PORTLAND – A judge has dismissed one of the three felony charges against Kaile Warren Jr. of Windham, founder of the Rent-a-Husband chain of handyman franchises.

In Tuesday’s ruling in Cumberland County Superior Court, Justice Thomas D. Warren said the state never alleged that Kaile Warren knew he was selling unregistered securities when he sold promissory notes to finance his business.

Under the law, it is illegal to “intentionally and knowingly” sell securities that should have been registered. The indictment did not say that Kaile Warren knew the promissory notes were securities and should have been registered, the judge said.

The other charges, that Kaile Warren misled or defrauded investors and stole money by deception, do not have the same deficiencies, the judge said. He denied the motion to have them dismissed.

Justice Warren said that, had he been able to review the testimony before the grand jury, he could have explored whether the jurors were given proper instructions. But he said the motion to dismiss failed to show he had authority to review transcripts of the secret proceedings.

Kaile Warren has pleaded not guilty to the charges and has criticized the state for bringing them, saying that he didn’t knowingly do anything wrong, and that the government’s case is based on a lone, unreliable witness.

He founded Rent-A-Husband in 1996 and gained national media attention for his franchise concept.

He said in an e-mail that the judge’s decision to drop one charge “pulls the foundation out from under the state’s case,” and if the judge had been allowed to review grand jury testimony, he might have dismissed the other charges.

Assistant Attorney General Michael Colleran, the prosecutor in the case, said he was pleased that the judge allowed the charges of theft and securities fraud to stand.
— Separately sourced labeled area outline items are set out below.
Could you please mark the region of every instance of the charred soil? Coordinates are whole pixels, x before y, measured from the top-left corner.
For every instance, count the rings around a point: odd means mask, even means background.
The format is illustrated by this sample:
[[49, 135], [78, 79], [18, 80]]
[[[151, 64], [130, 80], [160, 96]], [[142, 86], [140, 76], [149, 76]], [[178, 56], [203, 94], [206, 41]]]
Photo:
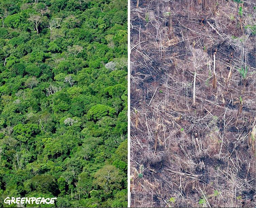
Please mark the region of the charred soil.
[[255, 206], [255, 4], [132, 0], [131, 206]]

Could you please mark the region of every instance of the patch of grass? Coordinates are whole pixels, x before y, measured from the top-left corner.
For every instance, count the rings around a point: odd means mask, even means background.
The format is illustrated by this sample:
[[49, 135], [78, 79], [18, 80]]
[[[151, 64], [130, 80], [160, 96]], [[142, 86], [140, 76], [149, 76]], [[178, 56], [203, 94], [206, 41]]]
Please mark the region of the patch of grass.
[[248, 71], [248, 67], [246, 67], [245, 68], [244, 67], [241, 67], [238, 68], [237, 70], [240, 73], [240, 75], [244, 79], [246, 79], [247, 77], [247, 72]]
[[169, 201], [171, 203], [173, 203], [174, 204], [175, 203], [175, 198], [174, 197], [171, 197], [169, 200]]
[[206, 202], [205, 202], [205, 200], [204, 199], [200, 199], [198, 202], [198, 203], [200, 205], [205, 204], [206, 203]]

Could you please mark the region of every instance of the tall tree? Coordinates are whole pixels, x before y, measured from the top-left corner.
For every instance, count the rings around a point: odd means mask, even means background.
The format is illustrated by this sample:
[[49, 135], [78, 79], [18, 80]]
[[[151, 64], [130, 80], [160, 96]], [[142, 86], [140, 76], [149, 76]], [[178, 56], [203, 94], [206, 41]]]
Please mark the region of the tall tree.
[[60, 18], [54, 18], [51, 20], [49, 22], [49, 26], [48, 26], [51, 31], [50, 40], [52, 41], [52, 31], [54, 29], [56, 29], [60, 27], [60, 22], [61, 19]]
[[36, 30], [38, 35], [39, 34], [38, 27], [42, 21], [42, 16], [37, 14], [33, 14], [28, 18], [28, 20], [34, 24], [34, 28]]

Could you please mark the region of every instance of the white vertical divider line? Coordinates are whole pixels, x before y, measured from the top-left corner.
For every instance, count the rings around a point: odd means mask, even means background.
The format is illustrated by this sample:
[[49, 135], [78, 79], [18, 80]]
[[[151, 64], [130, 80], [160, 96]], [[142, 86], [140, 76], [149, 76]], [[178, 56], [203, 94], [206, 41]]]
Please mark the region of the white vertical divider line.
[[128, 75], [128, 112], [127, 117], [128, 121], [128, 168], [127, 168], [127, 189], [128, 190], [128, 207], [131, 207], [131, 167], [130, 167], [130, 153], [131, 153], [131, 117], [130, 117], [130, 106], [131, 106], [131, 2], [130, 0], [128, 0], [128, 20], [127, 21], [128, 26], [128, 67], [127, 68]]

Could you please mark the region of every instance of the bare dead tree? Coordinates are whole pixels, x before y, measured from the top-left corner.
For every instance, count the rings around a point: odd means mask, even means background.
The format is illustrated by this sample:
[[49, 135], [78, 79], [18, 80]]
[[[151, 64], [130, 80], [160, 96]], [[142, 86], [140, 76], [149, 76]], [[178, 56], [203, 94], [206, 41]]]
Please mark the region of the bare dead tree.
[[39, 24], [42, 21], [42, 17], [40, 15], [36, 14], [33, 14], [30, 16], [28, 18], [28, 20], [32, 22], [34, 25], [34, 28], [35, 28], [37, 33], [37, 35], [39, 34], [39, 31], [38, 30], [38, 27]]
[[49, 26], [48, 27], [50, 31], [50, 38], [51, 42], [52, 40], [52, 31], [54, 29], [56, 29], [60, 26], [60, 22], [61, 21], [61, 20], [62, 19], [61, 18], [54, 18], [51, 20], [49, 22]]

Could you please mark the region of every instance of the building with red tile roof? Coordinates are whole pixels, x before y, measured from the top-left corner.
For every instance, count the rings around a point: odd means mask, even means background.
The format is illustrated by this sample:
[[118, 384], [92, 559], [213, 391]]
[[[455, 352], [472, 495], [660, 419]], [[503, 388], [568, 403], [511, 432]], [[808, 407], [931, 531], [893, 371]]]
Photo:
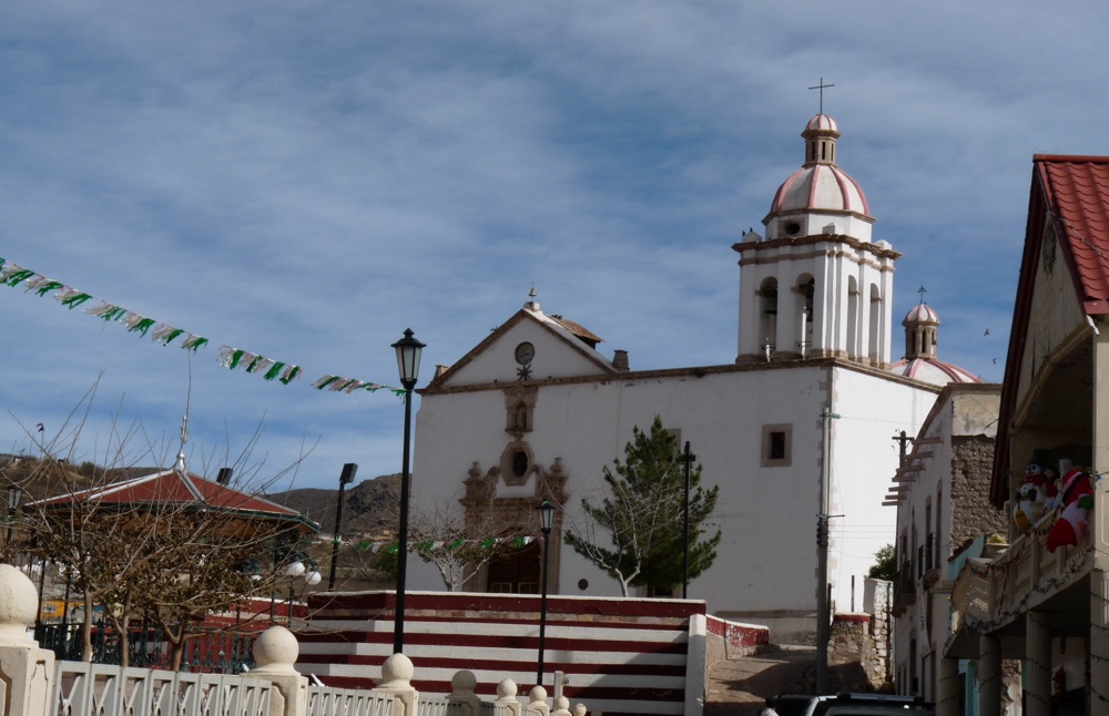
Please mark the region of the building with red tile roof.
[[[954, 683], [975, 659], [985, 684], [1021, 659], [1035, 713], [1109, 714], [1107, 315], [1109, 157], [1036, 155], [989, 491], [1014, 519], [955, 579], [939, 665]], [[1056, 504], [1029, 518], [1039, 492]], [[979, 713], [1000, 713], [996, 692]]]
[[287, 523], [301, 534], [315, 533], [319, 525], [296, 510], [265, 498], [207, 480], [187, 470], [166, 470], [131, 480], [37, 500], [29, 508], [50, 512], [69, 510], [74, 502], [95, 503], [99, 509], [119, 507], [172, 507], [182, 511], [215, 510], [241, 522]]

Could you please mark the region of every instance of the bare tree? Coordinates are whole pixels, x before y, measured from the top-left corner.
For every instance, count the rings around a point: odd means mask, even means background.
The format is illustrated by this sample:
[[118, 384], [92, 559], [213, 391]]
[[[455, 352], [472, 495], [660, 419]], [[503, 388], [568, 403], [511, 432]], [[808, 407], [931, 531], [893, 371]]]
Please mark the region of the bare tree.
[[439, 505], [414, 512], [408, 549], [435, 565], [444, 586], [455, 592], [489, 562], [526, 546], [537, 531], [535, 526], [508, 523], [503, 515], [492, 511], [482, 513], [480, 522], [471, 521], [467, 526], [460, 507]]
[[[84, 403], [91, 403], [92, 393], [94, 390]], [[74, 470], [70, 457], [88, 410], [89, 405], [83, 405], [83, 415], [75, 409], [50, 442], [42, 438], [42, 431], [38, 436], [28, 431], [32, 440], [38, 439], [41, 457], [0, 468], [4, 483], [0, 488], [18, 487], [30, 498], [22, 509], [18, 539], [4, 544], [4, 556], [13, 561], [20, 553], [24, 559], [37, 559], [40, 569], [49, 560], [64, 571], [68, 586], [84, 603], [84, 661], [93, 655], [91, 616], [99, 605], [121, 640], [124, 665], [130, 653], [130, 625], [135, 618], [149, 618], [163, 627], [177, 667], [199, 621], [252, 596], [274, 593], [284, 575], [284, 562], [296, 556], [289, 545], [315, 525], [279, 510], [247, 505], [257, 497], [257, 487], [247, 492], [187, 472], [184, 429], [174, 470], [161, 474], [189, 481], [192, 492], [202, 487], [199, 498], [180, 499], [169, 493], [172, 487], [161, 494], [149, 487], [159, 484], [156, 481], [145, 489], [128, 482], [138, 474], [136, 464], [164, 464], [167, 453], [149, 440], [145, 444], [136, 440], [144, 436], [138, 422], [124, 430], [118, 420], [113, 423], [103, 451], [109, 467], [88, 462]], [[250, 448], [260, 431], [261, 426]], [[132, 441], [140, 443], [138, 451], [128, 449]], [[248, 464], [248, 456], [242, 456], [240, 462]], [[298, 464], [278, 472], [262, 488], [295, 473]], [[151, 472], [160, 471], [145, 471]], [[254, 570], [247, 569], [252, 562]]]
[[[632, 586], [658, 592], [683, 579], [683, 543], [689, 544], [689, 575], [708, 570], [716, 558], [721, 533], [706, 536], [704, 522], [716, 505], [719, 488], [700, 487], [701, 466], [690, 466], [685, 494], [678, 441], [655, 417], [650, 431], [632, 429], [624, 460], [603, 468], [606, 491], [599, 500], [581, 501], [584, 520], [571, 522], [567, 544], [604, 570], [629, 596]], [[683, 507], [689, 499], [689, 533], [683, 531]], [[604, 546], [603, 533], [608, 533]], [[704, 538], [704, 539], [703, 539]]]

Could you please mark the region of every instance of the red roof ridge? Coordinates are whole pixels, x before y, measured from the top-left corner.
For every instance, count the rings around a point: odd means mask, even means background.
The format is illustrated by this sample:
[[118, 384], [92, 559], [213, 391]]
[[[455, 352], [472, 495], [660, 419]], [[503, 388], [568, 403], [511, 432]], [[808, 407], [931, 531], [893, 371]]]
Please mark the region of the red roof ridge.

“As to the count that was dismissed, the issue of what mental state we have to prove for securities crimes has not been addressed previously in a court opinion,” he said. “We are studying the court’s ruling on that issue and considering our options.”

Colleran said there is evidence that Kaile Warren knew he was selling securities that had to be registered, but the state did not think it had to prove that so it did not try to include that in the indictment.
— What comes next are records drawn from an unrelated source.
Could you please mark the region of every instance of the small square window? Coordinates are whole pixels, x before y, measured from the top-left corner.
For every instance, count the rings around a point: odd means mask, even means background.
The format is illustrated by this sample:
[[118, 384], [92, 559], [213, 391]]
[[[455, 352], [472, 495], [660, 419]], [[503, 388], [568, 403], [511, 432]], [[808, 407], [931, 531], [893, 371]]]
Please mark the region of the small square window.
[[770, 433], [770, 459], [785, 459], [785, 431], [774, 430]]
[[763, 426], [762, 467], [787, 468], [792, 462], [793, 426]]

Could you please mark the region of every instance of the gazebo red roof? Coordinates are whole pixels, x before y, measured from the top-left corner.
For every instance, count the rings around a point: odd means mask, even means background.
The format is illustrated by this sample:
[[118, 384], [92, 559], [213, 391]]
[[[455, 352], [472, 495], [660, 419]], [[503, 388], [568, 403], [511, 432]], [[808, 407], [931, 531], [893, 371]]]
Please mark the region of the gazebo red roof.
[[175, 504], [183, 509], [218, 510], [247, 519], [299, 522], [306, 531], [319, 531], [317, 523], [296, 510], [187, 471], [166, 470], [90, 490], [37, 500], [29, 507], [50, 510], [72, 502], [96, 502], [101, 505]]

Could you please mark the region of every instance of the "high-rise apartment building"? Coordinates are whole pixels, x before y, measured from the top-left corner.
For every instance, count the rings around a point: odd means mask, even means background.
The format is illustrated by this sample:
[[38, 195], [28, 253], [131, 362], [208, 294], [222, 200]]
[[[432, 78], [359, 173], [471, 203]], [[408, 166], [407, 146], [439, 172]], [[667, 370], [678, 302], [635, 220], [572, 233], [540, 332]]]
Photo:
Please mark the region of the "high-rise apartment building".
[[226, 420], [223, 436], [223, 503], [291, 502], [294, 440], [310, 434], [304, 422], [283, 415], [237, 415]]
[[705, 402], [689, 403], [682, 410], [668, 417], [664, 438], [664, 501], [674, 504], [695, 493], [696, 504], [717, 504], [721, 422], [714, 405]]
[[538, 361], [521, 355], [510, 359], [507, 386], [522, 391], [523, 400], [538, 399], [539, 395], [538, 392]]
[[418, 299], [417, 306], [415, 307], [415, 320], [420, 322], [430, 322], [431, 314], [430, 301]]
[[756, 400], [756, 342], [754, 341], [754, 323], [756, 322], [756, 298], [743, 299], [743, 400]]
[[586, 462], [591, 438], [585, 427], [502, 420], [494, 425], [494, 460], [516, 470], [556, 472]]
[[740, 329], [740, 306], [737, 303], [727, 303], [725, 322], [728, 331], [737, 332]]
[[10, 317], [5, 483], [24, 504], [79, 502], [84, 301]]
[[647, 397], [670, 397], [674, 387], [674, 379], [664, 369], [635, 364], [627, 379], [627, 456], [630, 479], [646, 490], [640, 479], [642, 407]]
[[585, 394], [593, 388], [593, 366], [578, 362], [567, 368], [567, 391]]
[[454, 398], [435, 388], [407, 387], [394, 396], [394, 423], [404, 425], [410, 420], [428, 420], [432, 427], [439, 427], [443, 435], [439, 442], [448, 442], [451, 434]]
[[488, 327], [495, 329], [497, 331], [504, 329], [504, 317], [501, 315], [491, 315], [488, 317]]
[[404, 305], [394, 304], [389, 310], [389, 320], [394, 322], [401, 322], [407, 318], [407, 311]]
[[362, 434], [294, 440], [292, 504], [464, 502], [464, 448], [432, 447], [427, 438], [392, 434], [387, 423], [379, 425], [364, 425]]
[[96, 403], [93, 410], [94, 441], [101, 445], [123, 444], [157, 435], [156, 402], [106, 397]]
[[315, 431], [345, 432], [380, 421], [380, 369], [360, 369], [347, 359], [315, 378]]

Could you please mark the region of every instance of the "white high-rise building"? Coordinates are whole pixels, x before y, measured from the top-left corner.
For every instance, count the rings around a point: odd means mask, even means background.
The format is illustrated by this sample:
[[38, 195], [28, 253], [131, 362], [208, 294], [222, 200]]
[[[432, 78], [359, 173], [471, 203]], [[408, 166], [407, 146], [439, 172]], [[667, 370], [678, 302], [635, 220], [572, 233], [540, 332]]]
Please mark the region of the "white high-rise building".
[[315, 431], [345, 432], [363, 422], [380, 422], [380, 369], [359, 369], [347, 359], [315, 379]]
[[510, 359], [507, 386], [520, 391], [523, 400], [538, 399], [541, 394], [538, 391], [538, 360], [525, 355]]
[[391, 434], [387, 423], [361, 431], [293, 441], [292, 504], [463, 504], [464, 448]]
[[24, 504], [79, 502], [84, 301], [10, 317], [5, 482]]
State securities regulators accuse Warren of duping investors by claiming that Rent-A-Husband was successful, when in fact it was losing hundreds of thousands of dollars a year.

Warren allegedly used some of the money from investors to pay for restaurant meals and other personal expenses, and failed to inform new investors about money owed to prior investors.

According to the state, Warren owed $240,000 on promissory notes in 2003; by August 2009, that figure was more than $1.6 million, owed to dozens of investors.